August 21st, 2009 by Gideon Haigh in The Ashes 2009

53

In the Sydney Pardon Press Box at The Oval today, they are showing the Channel Five highlights package with, for some reason, the colour turned down. As a result Ricky Ponting is being interviewed in black and white, his faded baggy green a ghostly baggy grey; with the gasometer in the background, you half expect Len Hutton to be up next. It’s somehow congruent with the feel of this match so far – a polite, middle-aged audience watching some polite, middle-aged cricket.

There are, however, already shades of 1953, when Australia went into the Test without a slow bowler, relying on Bill Johnston’s left-arm variations, and England chose two, local boys Jim Laker and Tony Lock. When chunks flew from the pitch’s crust during Alec Bedser’s first over, Lindsay Hassett walked up the pitch to confide to his partner Arthur Morris. ‘I can see who this pitch has been prepared for,’ he griped. But by then it was too late. Without a specialist spinner, Australia were unable to retard England’s fourth-innings chase, and England won their first Ashes series in 20 years.

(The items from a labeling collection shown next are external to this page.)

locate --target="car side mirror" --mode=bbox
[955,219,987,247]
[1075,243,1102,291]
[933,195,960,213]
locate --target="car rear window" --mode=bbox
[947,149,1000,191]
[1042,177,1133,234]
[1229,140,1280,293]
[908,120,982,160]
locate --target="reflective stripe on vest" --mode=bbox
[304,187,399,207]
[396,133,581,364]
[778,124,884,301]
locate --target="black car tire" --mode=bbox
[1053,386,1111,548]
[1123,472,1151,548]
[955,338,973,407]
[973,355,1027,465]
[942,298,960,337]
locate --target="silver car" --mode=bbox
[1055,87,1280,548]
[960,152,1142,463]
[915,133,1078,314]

Which is not to say that I forsee a repeat of these events, although the parallels are instructive, and complaints about the pitch, such as those of my esteemed colleague Scyld Berry in today’s Daily Telegraph, are misplaced. Both teams have stared long and hard at this surface. It was open to both to choose an XI to suit the conditions; Ricky Ponting could very easily have won the toss and batted, in which case I fancy Australia would have batted far better than England. Scyld seems to allege some sort of deliberate malpractice: ‘It is an abuse of the spirit of the game to tailor a pitch quite so blatantly.’ But had the pitch been prepared according to some secret administrative fiat, one would have expected Panesar’s inclusion alongside Swann. Scyld’s theory depends, then, on believing that ECB are capable of cocking up even a conspiracy.

Hmmm, on the other hand…..

Posted in The Ashes 2009 | 5 Comments »



5 Responses to “Shades of 1953”

  1.   Tony C says:

    Gideon, your comments hold even more pertinence now.

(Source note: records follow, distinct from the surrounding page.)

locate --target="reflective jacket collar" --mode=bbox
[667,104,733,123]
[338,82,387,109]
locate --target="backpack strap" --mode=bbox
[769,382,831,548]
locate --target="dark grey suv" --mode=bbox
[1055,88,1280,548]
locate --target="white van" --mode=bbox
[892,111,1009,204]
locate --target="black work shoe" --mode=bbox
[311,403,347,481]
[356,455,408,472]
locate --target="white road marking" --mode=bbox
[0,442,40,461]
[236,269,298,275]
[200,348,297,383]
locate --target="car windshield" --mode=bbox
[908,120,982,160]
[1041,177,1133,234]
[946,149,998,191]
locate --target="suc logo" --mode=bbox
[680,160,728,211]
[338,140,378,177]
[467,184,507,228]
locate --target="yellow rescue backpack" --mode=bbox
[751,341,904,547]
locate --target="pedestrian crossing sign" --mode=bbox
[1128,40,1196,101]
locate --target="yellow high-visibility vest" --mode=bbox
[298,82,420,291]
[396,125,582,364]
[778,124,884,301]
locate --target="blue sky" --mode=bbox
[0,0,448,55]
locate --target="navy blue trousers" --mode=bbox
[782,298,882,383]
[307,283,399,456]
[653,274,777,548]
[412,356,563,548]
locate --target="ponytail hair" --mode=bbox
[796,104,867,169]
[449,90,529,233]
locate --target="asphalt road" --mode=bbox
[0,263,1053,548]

  2.   Sriram Dayanand says:

    Before a ball was bowled, Warney expressed his incredulousness about not picking a spinner after having had a look at the track.

    Or did Punter really think he was going to go with North’s tweakers in order to get Clark into the attack?

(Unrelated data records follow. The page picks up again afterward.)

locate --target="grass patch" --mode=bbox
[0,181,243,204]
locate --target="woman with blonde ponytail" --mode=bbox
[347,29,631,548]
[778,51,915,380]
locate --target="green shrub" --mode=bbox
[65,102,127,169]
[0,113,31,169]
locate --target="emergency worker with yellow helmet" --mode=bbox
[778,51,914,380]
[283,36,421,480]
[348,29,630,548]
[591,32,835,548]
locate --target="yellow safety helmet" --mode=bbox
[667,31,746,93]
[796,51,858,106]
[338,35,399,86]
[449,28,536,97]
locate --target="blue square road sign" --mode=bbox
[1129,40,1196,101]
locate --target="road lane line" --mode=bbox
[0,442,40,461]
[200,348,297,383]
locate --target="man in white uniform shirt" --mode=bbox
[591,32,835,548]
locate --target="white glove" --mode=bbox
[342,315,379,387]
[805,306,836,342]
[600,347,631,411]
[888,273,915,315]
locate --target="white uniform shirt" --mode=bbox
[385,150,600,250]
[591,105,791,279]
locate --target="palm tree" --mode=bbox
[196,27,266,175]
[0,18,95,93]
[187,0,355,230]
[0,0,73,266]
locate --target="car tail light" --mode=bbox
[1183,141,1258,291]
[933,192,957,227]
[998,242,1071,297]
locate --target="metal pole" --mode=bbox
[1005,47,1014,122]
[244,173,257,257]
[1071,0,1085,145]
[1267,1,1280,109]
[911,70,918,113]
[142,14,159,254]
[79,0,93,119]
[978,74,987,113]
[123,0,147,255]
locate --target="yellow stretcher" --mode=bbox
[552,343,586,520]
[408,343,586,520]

    Clark made sense at Headingly but really, if there was one track to pick Hauritz after a look at it, this was the one.

    Strange….

  3.   Paddy Briggs says:

    The ECB couldn’t cook a pre-prepared Marks and Spencer £10 for two meal (including wine) without cocking it up and driving us to the Kebab shop.

  4.   sahildutta says:

    If anything, this pitch has exposed the ‘golden age of batting’.

    Mentally and technically the batters on both sides have been unable to cope with a wicket that has so far been nothing more than lively.

  5.   Valerio says:

    The omission of Hauritz was extraordinary. All the talk of the pitch being difficult as well is a joke. Cricket needs more surfaces like this, it makes for interesting cricket.